Problem

Given n non-negative integers a1, a2, …, an, where each represents a point at coordinate (i, ai). n vertical lines are drawn such that the two endpoints of line i is at (i, ai) and (i, 0). Find two lines, which together with x-axis forms a container, such that the container contains the most water.

Note: You may not slant the container and n is at least 2.

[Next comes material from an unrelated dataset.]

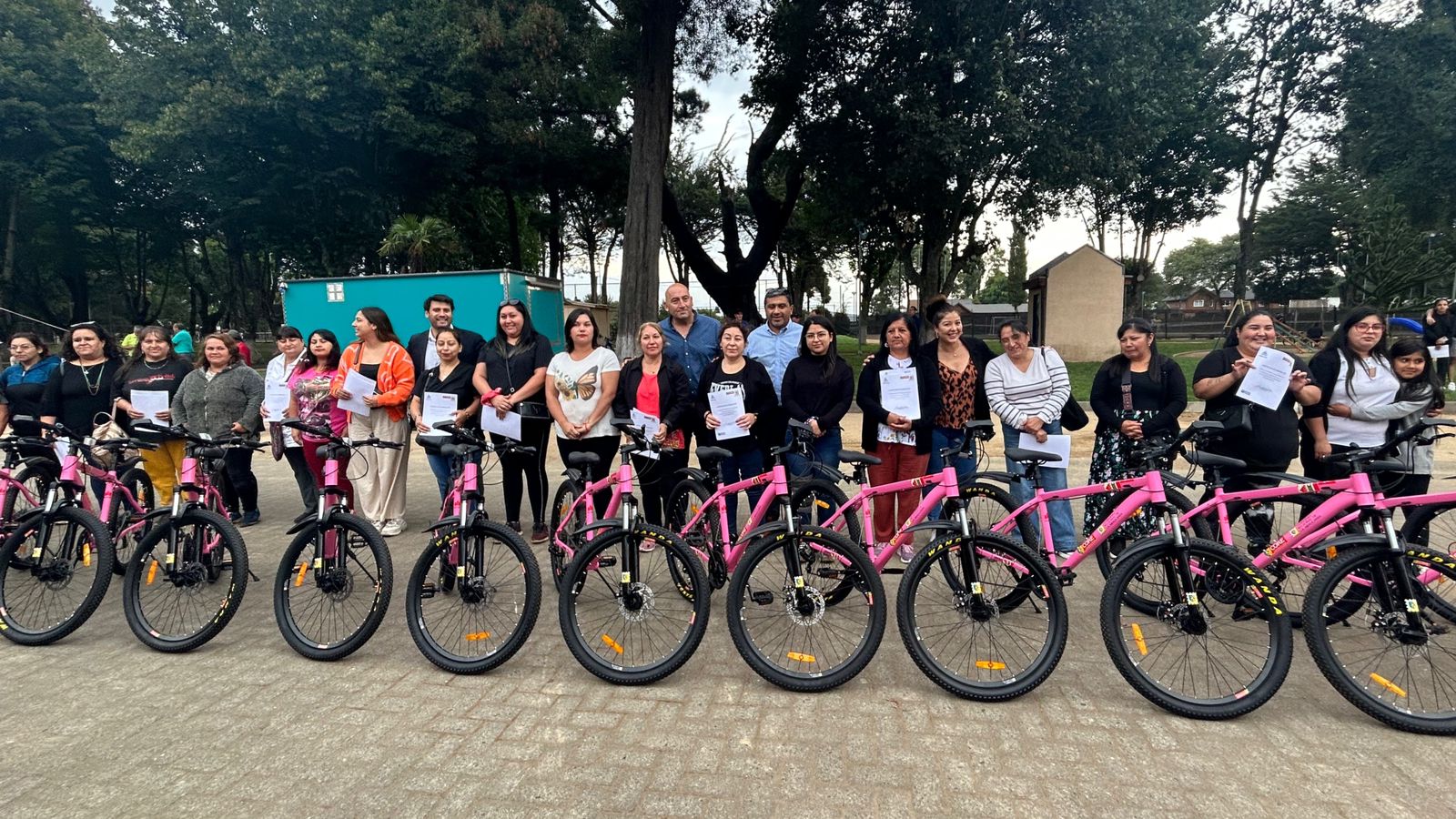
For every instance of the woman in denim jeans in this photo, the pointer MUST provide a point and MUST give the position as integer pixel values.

The above vertical lines are represented by array [1,8,6,2,5,4,8,3,7]. In this case, the max area of water (blue section) the container can contain is 49.

Example:

Input: [1,8,6,2,5,4,8,3,7]
Output: 49

Explanation

We calculate the area by multipling the x-axis with the height, specifically the min height between the two bar.
When two bars at the beginning and at the end, the x-axis is the largest. So, we starts from here and use two pointers technique. We first calcualte the area with two bar at both end, then compare those two bars. If the left bar is shorter, we move it to the next bar, and compute the area. Else, if the right bar is shorter, then we move it to the previous bar and compute the area. Until the left pointer is greater or equal to the right pointer, we break out and return the maximum area.

Solution

class Solution {
    public int maxArea(int[] height) {
        int max = 0;
        int left = 0;
        int right = height.length-1;
        while (left < right) {
            int area = (right-left)*Math.min(height[left], height[right]);
            max = Math.max(max, area);
            if (height[left] < height[right]) {
                left += 1;
            } else {
                right -= 1;
            }
        }
        return max;
    }
}